Speculating Experts Accelerates Inference for Mixture-of-Experts
arXiv:2603.19289v1 Announce Type: cross Abstract: Mixture-of-Experts (MoE) models have gained popularity as a means of scaling the capacity of large language models (LLMs) while maintaining sparse activations and reduced per-token compute. However, in memory-constrained inference settings, expert weights must be offloaded to CPU, creating a performance bottleneck from CPU-GPU transfers during decoding. We propose an expert prefetching scheme that leverages currently computed internal model representations to speculate future experts, enabling memory transfers to overlap with computation. Across multiple MoE architectures, we demonstrate that future experts can be reliably predicted by these internal representations. We also demonstrate that executing speculated experts generally maintains downstream task accuracy, thus preserving more effective compute-memory overlap by eliminating the need to re-fetch true router-selected experts. Integrated into an optimized inference engine, our ap
arXiv:2603.19289v1 Announce Type: cross Abstract: Mixture-of-Experts (MoE) models have gained popularity as a means of scaling the capacity of large language models (LLMs) while maintaining sparse activations and reduced per-token compute. However, in memory-constrained inference settings, expert weights must be offloaded to CPU, creating a performance bottleneck from CPU-GPU transfers during decoding. We propose an expert prefetching scheme that leverages currently computed internal model representations to speculate future experts, enabling memory transfers to overlap with computation. Across multiple MoE architectures, we demonstrate that future experts can be reliably predicted by these internal representations.

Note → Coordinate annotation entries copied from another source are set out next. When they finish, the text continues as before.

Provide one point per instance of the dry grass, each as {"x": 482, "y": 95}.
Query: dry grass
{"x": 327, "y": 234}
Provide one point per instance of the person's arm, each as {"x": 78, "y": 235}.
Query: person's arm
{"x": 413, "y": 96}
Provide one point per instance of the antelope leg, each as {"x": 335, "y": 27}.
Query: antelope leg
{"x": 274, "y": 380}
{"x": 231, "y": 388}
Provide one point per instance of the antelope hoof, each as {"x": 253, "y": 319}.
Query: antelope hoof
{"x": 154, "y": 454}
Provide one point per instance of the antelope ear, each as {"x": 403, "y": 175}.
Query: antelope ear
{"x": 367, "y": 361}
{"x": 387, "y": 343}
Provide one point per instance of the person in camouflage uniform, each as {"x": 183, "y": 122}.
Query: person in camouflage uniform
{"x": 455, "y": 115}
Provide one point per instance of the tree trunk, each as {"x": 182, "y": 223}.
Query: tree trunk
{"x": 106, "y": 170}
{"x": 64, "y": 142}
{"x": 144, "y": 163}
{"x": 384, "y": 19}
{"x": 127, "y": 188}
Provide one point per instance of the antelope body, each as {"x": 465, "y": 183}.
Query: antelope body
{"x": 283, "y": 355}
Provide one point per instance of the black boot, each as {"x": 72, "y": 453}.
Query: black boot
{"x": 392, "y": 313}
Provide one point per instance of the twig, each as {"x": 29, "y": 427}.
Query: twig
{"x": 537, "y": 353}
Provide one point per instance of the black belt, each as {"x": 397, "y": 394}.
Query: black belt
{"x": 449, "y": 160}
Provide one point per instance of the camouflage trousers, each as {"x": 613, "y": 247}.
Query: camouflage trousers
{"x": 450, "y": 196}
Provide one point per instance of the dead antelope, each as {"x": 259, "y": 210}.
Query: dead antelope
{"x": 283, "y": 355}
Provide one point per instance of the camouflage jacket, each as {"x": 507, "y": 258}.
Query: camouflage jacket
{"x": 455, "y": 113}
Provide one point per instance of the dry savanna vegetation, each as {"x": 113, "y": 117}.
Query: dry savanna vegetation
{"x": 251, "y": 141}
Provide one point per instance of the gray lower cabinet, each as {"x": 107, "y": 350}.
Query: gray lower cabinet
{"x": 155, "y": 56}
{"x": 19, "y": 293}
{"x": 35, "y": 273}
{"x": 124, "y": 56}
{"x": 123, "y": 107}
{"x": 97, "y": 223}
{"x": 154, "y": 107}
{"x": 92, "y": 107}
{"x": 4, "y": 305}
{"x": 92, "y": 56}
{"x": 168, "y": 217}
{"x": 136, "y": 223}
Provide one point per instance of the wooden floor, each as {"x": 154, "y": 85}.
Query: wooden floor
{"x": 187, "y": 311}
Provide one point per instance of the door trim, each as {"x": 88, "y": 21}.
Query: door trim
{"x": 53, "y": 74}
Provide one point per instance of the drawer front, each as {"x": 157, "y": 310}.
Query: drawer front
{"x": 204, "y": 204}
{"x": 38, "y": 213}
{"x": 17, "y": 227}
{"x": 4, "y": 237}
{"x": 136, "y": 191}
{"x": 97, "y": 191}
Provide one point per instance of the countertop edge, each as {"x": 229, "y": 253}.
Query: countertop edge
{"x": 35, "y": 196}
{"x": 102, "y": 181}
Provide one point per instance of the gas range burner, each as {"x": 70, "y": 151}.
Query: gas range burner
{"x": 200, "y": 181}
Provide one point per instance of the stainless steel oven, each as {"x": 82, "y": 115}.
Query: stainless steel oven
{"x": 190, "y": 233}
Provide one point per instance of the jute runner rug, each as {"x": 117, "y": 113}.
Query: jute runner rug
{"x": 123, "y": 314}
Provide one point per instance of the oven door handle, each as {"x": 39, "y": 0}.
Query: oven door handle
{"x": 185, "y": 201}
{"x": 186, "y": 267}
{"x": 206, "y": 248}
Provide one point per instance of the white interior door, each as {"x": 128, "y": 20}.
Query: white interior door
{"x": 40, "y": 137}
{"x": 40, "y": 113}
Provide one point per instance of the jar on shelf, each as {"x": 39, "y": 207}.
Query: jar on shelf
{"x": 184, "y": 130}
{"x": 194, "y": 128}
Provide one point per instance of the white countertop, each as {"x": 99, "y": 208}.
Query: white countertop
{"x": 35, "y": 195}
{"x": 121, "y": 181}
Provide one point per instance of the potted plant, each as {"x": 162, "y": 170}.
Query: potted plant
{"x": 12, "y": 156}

We also demonstrate that executing speculated experts generally maintains downstream task accuracy, thus preserving more effective compute-memory overlap by eliminating the need to re-fetch true router-selected experts. Integrated into an optimized inference engine, our approach achieves up to 14\% reduction in time per output token (TPOT) over on-demand loading of experts from CPU memory. For MoEs where speculative execution alone yields suboptimal accuracy, we further examine lightweight estimators that improve expert prediction hit rates, thereby reducing performance degradation. Our code is released in open-source at https://github.com/axonn-ai/yalis/tree/offload_prefetch.
Executive Summary
The article proposes an expert prefetching scheme for Mixture-of-Experts (MoE) models that leverages internal model representations to speculate future experts. This approach enables memory transfers to overlap with computation, reducing CPU-GPU transfer times and improving inference performance. By demonstrating reliable expert prediction and minimal accuracy degradation, the authors achieve up to 14% reduction in time per output token (TPOT) over on-demand loading. The code is released open-source for further development. This contribution has significant implications for the scaling of large language models (LLMs) and their deployment in memory-constrained environments. The proposed scheme has the potential to improve the efficiency and effectiveness of MoE models, enabling their wider adoption in various applications.
Key Points
- ▸ Proposes an expert prefetching scheme for MoE models to speculate future experts
- ▸ Demonstrates reliable expert prediction and minimal accuracy degradation
- ▸ Achieves up to 14% reduction in TPOT over on-demand loading
- ▸ Released open-source code for further development
Merits
Strength in Scalability
The proposed scheme enables the efficient scaling of MoE models in memory-constrained environments, making them more suitable for large-scale applications.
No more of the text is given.